DNA evidence indicates ‘Nessie’ is a giant eel

Posted on 19 September 2019

A New Zealand scientist believes that he has a new lead in the search for the answer to the longstanding mystery of the Loch Ness monster, rumoured to live in Scotland’s most famous lake.

Professor Neil Gemmell, from the University of Otago, revealed the findings of his study into the environmental DNA from the lake earlier this month in Scotland.

According to a statement from the university, 250 samples of lake water were used to capture, extract and sequence DNA to compare against global databases. These results revealed a comprehensive picture of life in Loch Ness, including bacteria, fish and a significant amount of eels.

The abundance of eel in the lake and the lack of evidence from the DNA samples of any other kind of sea creatures that feature in popular theories about the elusive monster, have led Gemmell to hypothesise that what thousands of people have claimed to they have seen is actually a giant eel.
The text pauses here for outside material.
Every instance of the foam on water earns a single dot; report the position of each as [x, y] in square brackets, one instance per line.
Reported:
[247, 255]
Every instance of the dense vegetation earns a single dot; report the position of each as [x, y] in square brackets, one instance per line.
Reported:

‘People love a mystery, we’ve used science to add another chapter to Loch Ness’ mystique,’ Professor Gemmell said in a statement, ‘based on the descriptions from the 1,000 or so sightings of something in the water at Loch Ness, our data supports one of the main explanations of what people have seen – that the monster is a giant eel – and discounts the three other main explanations.’

These three explanations by the team were that the creature could be a shark, catfish or plesiosaur.

While there have never been any sightings of a giant eel reported before, Gemmell believes, based on his DNA evidence, that this is likely the best answer. ‘Well, our data doesn’t reveal their size, but the sheer quantity of the material says that we can’t discount the possibility that there may be giant eels in Loch Ness. Therefore we can’t discount the possibility that what people see and believe is the Loch Ness Monster might be a giant eel,’ he said.

Scotland have welcomed the findings with VisitScotland Regional Leadership director Chris Taylor saying in a statement that the legend transcends Scotland and is a part of global popular culture.

‘It’s findings will provide further insight into what lies beneath but questions still remain, and visitors will, no doubt, continue to be drawn to the loch to seek the answers for themselves,’ he said.

Loch Ness Monster Mystery

Tales of the Loch Ness monster can be traced back all the way to the 7th century. The earliest written reference is found in the biography of Saint Columba. He allegedly stopped by the lake to chastise ‘Nessie’ for killing people in the lake. Interest in this elusive creature has not abated ever since. In the 1930s, photographers were offered a 20,000 pound reward by a circus for a picture and London newspapers were sending correspondents to the lake to see if they could find anything to report.

One of the most famous photographs, which was proven to be a hoax, sparked the continuing theory that Nessie is a long-extinct plesiosaur. All of these water-dwelling dinosaurs died off 65 million years ago. Today there are still videos of an unidentifiable animal moving through the waters appear and re-ignite imaginations around the legend.